In den Stimmen für Lula er wurde mit 61% der Stimmen gewählt
drückt sich für die einen die Hoffnung auf eine politische Wende aus, für die anderen der Beginn eines neuen politisch-gesellschaftlichen
Projekts, und für wieder andere ist es der letzte Versuch, endlich einmal einen ehrlichen Politiker zu haben, der die wirtschaftliche Entwicklung Brasiliens
voran bringt.
Die PT hat allerdings bei weitem nicht soviel Stimmen erhalten wie Lula, und dieser ist
für seinen Wahlsieg problematische Bündnisse eingegangen. Sein Vize ist von der Liberalen Partei, und im Kongress hat die neue Regierung keine
Mehrheiten. Von 27 Landesgouverneursposten haben wir nur drei erringen können, und auch von den über 5000 Kommunen führen wir nur
eine Minderheit. Derzeit stehen wir vor drei großen Herausforderungen:
1. Wir müssen die Regierung in der Position der Zusammenarbeit mit befreundeten lateinamerikanischen Regierungen stärken, die alle unter
der ungeheuren Schuldenlast zu leiden haben. Zusammen müssen wir uns der Übermacht der USA, der EU, Japans und den internationalen
Finanzinstitutionen entgegenstellen.
2. Wir müssen den hohen Erwartungsdruck in der Bevölkerung aufgreifen und die notwendigen inneren Reformen anpacken. Lula hat immer
wieder auf drei grundlegende Reformen hingewiesen: die Landreform, die Steuerreform und die Reform der Staatsfinanzen, die Verfassungsreform.
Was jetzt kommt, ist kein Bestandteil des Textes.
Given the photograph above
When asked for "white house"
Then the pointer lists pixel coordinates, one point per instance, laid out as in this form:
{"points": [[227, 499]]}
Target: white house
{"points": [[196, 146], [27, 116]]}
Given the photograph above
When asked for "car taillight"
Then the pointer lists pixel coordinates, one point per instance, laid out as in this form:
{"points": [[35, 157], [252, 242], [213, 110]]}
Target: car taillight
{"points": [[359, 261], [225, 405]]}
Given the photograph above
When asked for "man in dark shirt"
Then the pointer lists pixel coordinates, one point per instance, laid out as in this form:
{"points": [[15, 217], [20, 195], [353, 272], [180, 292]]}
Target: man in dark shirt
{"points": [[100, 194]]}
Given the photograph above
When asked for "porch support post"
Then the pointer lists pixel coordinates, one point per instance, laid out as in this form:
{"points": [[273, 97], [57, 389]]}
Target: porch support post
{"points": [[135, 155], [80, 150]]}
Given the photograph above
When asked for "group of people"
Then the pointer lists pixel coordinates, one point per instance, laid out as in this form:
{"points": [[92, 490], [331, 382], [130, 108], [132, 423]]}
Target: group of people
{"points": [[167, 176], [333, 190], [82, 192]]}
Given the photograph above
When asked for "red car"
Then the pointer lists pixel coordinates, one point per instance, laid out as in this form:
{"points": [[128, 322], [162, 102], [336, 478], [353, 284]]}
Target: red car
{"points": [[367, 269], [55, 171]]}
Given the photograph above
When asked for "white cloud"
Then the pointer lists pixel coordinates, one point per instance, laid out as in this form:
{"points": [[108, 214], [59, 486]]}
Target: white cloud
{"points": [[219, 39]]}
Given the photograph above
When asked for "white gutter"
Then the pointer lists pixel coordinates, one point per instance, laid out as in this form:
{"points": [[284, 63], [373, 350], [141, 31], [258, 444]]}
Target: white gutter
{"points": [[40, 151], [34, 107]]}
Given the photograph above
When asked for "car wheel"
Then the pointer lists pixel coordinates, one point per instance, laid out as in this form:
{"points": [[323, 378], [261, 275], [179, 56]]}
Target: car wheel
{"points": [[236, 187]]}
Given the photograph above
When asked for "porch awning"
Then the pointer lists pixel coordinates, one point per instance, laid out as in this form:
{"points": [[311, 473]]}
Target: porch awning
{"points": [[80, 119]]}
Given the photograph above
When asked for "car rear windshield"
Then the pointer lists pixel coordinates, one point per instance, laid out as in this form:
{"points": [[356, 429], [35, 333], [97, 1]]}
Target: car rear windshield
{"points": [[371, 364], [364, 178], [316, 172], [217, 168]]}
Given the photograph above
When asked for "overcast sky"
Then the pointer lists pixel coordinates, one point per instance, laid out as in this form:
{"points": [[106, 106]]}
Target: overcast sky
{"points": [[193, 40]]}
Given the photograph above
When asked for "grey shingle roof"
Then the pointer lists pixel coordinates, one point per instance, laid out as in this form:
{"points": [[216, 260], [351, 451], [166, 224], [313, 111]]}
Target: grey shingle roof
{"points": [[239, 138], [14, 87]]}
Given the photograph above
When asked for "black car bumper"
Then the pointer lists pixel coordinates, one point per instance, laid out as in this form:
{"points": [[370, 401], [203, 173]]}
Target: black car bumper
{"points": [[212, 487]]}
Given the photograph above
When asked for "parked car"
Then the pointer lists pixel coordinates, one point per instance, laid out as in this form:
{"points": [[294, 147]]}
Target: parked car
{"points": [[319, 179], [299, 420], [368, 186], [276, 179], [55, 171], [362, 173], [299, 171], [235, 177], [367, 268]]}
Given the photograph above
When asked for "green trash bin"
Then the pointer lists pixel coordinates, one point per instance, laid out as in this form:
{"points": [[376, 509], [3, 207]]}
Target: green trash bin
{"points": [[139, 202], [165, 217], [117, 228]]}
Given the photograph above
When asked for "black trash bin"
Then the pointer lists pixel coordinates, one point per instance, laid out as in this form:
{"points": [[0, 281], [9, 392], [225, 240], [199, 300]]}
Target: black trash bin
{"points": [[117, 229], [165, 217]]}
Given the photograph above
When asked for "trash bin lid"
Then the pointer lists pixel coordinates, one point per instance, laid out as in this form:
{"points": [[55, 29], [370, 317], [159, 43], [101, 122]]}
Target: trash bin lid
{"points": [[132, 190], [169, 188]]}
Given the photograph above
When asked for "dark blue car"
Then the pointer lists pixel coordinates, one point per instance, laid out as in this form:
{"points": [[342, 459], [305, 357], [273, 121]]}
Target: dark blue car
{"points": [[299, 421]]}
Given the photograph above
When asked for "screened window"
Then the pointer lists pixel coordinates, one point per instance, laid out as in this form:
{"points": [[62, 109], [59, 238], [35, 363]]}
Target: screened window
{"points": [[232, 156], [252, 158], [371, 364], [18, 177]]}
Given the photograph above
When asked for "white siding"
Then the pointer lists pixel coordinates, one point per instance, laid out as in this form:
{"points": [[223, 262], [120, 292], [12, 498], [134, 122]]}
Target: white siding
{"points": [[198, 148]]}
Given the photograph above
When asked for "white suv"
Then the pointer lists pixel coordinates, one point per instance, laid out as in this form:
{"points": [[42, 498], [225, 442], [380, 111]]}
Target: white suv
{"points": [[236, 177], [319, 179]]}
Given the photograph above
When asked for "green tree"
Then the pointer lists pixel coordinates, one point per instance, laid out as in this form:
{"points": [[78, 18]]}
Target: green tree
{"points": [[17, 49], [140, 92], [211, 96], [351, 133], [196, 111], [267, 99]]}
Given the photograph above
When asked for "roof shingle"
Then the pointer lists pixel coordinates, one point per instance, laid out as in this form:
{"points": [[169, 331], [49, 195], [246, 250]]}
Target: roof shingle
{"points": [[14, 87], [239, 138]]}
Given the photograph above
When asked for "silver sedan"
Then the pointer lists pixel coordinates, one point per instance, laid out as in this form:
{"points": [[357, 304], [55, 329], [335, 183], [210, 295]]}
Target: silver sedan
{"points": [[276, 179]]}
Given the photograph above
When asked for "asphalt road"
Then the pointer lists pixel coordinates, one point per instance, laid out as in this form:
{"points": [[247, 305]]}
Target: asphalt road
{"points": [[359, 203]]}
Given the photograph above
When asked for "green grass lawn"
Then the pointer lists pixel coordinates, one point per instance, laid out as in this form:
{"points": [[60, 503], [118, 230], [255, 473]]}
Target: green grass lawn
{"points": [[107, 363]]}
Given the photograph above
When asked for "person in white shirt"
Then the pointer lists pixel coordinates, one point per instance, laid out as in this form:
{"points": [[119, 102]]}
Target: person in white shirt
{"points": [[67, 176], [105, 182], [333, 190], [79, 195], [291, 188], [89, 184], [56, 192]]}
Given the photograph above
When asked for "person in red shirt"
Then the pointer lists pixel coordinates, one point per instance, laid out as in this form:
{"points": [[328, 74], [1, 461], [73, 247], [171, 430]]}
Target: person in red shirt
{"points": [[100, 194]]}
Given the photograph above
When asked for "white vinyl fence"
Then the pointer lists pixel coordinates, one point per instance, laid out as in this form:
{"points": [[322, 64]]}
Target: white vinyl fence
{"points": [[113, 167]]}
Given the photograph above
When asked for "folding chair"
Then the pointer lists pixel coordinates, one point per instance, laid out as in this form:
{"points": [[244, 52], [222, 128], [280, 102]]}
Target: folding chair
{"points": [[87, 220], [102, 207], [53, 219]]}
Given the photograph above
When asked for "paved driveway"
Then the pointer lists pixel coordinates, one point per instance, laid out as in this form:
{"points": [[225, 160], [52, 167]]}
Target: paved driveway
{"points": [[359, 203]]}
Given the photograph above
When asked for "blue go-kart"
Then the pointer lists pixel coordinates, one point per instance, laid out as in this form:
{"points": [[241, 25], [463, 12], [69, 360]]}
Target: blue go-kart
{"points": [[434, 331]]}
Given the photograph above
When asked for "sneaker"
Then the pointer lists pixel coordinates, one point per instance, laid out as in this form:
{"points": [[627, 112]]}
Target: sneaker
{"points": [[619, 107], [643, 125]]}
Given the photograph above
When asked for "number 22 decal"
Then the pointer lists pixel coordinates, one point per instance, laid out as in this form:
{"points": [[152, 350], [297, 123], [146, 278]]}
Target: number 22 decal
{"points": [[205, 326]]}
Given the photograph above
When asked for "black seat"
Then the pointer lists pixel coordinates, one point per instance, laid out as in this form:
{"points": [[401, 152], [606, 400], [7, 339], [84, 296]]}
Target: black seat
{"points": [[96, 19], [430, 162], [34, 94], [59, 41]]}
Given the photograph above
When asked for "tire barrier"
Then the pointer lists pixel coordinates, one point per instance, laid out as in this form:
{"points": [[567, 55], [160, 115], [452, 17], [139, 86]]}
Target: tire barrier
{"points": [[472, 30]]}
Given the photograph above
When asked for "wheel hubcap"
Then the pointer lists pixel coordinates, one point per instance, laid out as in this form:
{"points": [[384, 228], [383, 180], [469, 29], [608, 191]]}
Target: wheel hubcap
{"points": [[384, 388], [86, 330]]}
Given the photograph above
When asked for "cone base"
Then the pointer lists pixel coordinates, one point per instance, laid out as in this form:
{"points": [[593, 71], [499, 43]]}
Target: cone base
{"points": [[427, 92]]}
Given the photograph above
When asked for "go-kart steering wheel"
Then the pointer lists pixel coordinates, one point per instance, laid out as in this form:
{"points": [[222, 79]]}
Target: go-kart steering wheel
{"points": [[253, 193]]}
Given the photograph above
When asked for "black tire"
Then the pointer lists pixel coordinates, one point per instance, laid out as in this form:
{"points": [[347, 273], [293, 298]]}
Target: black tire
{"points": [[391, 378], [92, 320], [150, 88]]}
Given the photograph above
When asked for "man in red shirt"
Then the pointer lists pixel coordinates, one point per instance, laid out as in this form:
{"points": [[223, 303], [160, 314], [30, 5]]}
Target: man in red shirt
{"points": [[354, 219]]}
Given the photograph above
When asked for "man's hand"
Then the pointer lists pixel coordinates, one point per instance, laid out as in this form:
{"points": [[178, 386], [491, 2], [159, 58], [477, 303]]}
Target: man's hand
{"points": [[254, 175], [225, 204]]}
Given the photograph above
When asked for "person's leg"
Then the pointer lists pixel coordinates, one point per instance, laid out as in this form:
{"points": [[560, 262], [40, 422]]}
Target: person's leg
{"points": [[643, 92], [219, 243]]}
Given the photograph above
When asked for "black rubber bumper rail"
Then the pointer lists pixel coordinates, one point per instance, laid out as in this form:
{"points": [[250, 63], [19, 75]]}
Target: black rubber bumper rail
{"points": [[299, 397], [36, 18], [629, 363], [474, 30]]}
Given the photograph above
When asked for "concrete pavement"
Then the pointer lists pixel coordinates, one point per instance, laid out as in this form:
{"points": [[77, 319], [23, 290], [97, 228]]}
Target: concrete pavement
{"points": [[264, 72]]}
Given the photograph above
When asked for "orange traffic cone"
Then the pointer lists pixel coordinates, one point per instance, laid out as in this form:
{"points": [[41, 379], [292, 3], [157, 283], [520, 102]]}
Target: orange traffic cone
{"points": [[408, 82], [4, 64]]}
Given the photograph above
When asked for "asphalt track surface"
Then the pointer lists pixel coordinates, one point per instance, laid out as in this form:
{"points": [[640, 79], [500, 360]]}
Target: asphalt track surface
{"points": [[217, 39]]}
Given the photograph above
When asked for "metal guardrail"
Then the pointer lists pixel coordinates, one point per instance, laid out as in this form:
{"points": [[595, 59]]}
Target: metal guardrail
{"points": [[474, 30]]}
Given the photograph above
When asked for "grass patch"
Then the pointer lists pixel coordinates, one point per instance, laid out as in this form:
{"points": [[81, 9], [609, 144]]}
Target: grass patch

3. Wir müssen uns im Dialog mit dem Volk seiner Alltagssorgen annehmen. Lula hat dazu das wichtige Programm "Schluss mit dem
Hunger" (Fome Zero) vorgestellt. In Brasilien leiden heutzutage 10 Millionen Familien das sind 50 von 175 Millionen Brasilianer unter
Hunger. Solche Programme brauchen wir auch für den Wohnungsbau, Arbeitsbeschaffung und soziale Sicherung. Dazu müssen wir die heutige
politische Logik umkehren.
Das große Problem für Lula wird allerdings darin bestehen, die Volksbeteiligung
zu entwickeln, wenn er nicht zum Gefangenen seiner Bündnispartner werden will und mangels parlamentarischer Mehrheiten nicht weiter kommt. Wir
sind davon überzeugt, dass unsere Erfahrung in Rio Grande do Sul und in Porto Alegre, unser Modell des Beteiligungshaushalts, der Regierung Lula sehr
von Nutzen sein würde.
Lula hat der Gesellschaft einen Sozialvertrag vorgeschlagen, eine große nationale
Übereinkunft über die Themen Produktion, Beschäftigung und Entwicklung. Aber seine Verwirklichung ist nur möglich, wenn er sich
nachhaltig auf starke soziale Bewegungen und die Gewerkschaften stützen kann. Vor allem die Gewerkschaftsbewegung muss lernen, gegenüber der
Regierung ihre volle Handlungsfähigkeit zu behalten und zugleich die Klasseneinheit mit der neuen Regierung zu sichern. Die Regierung muss sich als
eine Regierung der unteren Klassen erweisen das wird schwierig werden.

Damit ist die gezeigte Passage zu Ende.